But, as was noted at the time, the movie goes about it in about the least satirical, most blunt-force away imaginable that could still conceivably attract Hudson and Hathaway into a PG-13 light comedy. So there’s a “prank” involving Liv’s weight (marking perhaps the first time Kate Hudson has ever been tasked with playing someone with more than 2% body fat) that doesn’t really pay off; she realizes that she’s been tricked into eating a variety of sweets while training to maintain her weight, and then gets upset. No escalation, no clever twist; one amusing joke about the “international butter club” (“you’ve been sitting around eating butter from different lands?”) that sounds more like Wilson and Raphael and is tacked on to the end of the scene.
Much of the movie has that feel; it’s chopped and montaged within an inch of its life (runtime when the credits roll: 84 minutes), as if everyone involved, including the late director Gary Winick (Tadpole) was torn between giving it their best effort and running like hell to get away from the result. Even the movie’s fraught timeline is accelerated: The same-day weddings are presented as the only real obstacle to the entire enterprise getting turned around in three months, an absurdly compressed amount of time to plan and execute a Plaza wedding of anyone’s dreams.
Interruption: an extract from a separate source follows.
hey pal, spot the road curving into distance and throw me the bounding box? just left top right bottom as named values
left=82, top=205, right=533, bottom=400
That’s really why Bride Wars might have damaged an entire genre: It attempts to rib the ridiculousness of wedding obsession, and succeeds in making the whole idea of even watching a movie about wedding obsession seem intensely onerous and meaningless at the same time.

Bride Wars can’t be the sole recipient of this blame. In fact, by coming out in January 2009, it kicked off a truly appalling year for the romantic and romantic-adjacent comedy, one that included the sour marriage-themed Couples Retreat, the would-be frothiness of a Confessions of a Shopaholic, the dreary ensemble He’s Just That Into You, the vulgar Katherine Heigl/Gerard Butler team-up The Ugly Truth, the teen flop I Love You, Beth Cooper (based on a great comic novel), the smash hit The Proposal (still bad!), and two different Nia Vardalos movies. The best we could do was It’s Complicated (mid-level Nancy Meyers) and (500) Days of Summer (ambitious, bittersweet, still kind of sour). A year after the release of Bride Wars, Amy Adams was going through the same degradation as Hathaway and Hudson, starring in the retrograde and vaguely depressing Leap Year.
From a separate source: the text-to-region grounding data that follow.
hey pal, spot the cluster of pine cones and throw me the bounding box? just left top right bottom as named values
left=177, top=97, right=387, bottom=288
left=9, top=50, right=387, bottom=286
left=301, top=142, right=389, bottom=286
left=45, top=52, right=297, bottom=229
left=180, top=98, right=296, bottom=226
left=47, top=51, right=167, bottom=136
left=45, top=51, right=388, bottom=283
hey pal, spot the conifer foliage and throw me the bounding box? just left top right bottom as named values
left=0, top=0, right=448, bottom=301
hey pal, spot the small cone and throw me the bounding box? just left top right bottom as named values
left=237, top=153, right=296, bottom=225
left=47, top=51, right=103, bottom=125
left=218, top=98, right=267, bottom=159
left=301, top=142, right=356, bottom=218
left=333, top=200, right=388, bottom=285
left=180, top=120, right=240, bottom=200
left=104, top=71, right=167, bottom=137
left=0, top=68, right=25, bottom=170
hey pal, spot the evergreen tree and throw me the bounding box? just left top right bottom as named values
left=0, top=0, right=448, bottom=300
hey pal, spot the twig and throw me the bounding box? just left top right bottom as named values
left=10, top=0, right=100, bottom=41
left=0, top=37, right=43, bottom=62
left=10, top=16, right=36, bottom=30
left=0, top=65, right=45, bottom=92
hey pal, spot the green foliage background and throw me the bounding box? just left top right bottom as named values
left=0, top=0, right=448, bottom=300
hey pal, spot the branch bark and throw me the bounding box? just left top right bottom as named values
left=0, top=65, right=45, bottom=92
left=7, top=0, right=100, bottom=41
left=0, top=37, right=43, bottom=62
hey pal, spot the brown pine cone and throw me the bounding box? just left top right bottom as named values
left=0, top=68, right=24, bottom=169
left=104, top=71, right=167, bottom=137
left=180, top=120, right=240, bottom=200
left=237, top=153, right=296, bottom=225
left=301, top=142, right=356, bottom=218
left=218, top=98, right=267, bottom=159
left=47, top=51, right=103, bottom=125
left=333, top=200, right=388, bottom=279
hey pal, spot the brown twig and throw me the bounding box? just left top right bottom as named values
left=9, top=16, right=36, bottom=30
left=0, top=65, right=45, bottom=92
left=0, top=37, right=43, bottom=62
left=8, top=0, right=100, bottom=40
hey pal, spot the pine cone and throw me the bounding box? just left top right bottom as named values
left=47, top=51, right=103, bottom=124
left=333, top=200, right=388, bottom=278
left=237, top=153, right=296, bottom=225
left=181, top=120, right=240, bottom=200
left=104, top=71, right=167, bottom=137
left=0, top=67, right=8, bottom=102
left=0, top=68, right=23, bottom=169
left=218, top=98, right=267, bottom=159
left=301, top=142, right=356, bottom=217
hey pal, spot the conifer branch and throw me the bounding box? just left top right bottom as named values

So as bad as this movie is, it might not even be the worst romantic comedy of its year, and it certainly wasn’t the biggest hit or flop. It was more of a warning sign: If two Oscar nominees could get themselves into this mess, maybe no one was safe from a rom-com movie or a wedding movie or a “girl movie” going horribly wrong. It should have been clear a decade earlier, but the post-When Harry Met Sally refractory period was over, and the golden age of rom-com as a star-making proving ground was long gone. Begun, the Bride Wars had.